= Atlantic Coast Radio =

Atlantic Coast Radio, LLC is a radio company formed by longtime broadcaster J. J. Jeffrey and his partner Bob Fuller. It was incorporated in 1982 and has a staff of approximately twenty. Its studios are located at 779 Warren Ave. in Portland, Maine. Jeffrey and Fuller had also been partners in Fuller-Jeffrey Broadcasting. Fuller-Jeffrey's portfolio included WBLM and WOKQ. The company was sold to Citadel Broadcasting for $63 million in 1999. Jeffrey died in October 2024.

==2008 changes==
In August 2008 the company announced some big changes with its stations that would take place in late August 2008 and September 1. The changes were that Rhythmic Top 40 WRED 95.9, Red Hot 95.9, would be eliminated, turning into a WEEI multicast station under the calls WPEI. The Big Jab's FM simulcast on 95.5 FM would turn into a WEEI multicast station as well, under the call letters of WGEI. WLOB newsradio's FM simulcast on 96.3 FM would turn into the new FM simulcast of The Big Jab, and WLOB would go strictly AM on 1310 AM. So that WLOB didn't have to be heard in AM sound only, WLOB starting streaming online in September 2008, as Atlantic Coast Radio's first station to stream online. The Big Jab now brands itself under its FM simulcast as "96.3 The Big Jab". The Big Jab started streaming online in the spring of 2009.

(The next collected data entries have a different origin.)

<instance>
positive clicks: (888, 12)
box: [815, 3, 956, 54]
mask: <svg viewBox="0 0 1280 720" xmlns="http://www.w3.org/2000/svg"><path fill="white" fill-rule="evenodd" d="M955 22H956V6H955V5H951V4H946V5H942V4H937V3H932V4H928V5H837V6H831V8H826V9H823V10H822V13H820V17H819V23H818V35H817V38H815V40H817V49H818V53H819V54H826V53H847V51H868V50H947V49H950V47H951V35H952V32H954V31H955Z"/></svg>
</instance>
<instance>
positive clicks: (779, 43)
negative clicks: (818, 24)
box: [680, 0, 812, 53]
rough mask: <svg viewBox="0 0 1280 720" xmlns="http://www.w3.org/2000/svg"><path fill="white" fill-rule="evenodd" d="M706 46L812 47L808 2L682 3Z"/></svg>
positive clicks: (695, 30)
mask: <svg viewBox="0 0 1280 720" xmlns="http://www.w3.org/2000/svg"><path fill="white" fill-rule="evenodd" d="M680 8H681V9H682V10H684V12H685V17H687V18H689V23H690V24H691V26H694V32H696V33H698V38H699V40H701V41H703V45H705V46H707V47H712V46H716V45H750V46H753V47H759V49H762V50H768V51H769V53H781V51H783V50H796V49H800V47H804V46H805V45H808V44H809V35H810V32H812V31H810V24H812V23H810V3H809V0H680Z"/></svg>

In April 2009 WGEI 95.5 FM, flipped from a WEEI multicast station to a simulcast of AM sister station WLOB. The station has since changed call letters to WPPI. WLOB is no longer AM only, which it was from September 2008 to March 2009.

==Current stations==
- WLOB 1310 AM and WPPI 95.5 FM News/Talk
- WJJB 96.3 FM, WRED (AM) 1440 AM, translator W223BH 92.5 FM, Sports.
- WPEI 95.9 FM, WEEI-FM multicast station.

==Former stations (as Fuller-Jeffrey Broadcasting)==
- Seacoast market: WOKQ 97.5, WPKQ 103.7, WXBB 105.3, WXBP 102.1.
- Portland market: WCYI 93.9, WCYY 94.3, WHOM 94.9, WJBQ 97.9, WCLZ 98.9, WBLM 102.9.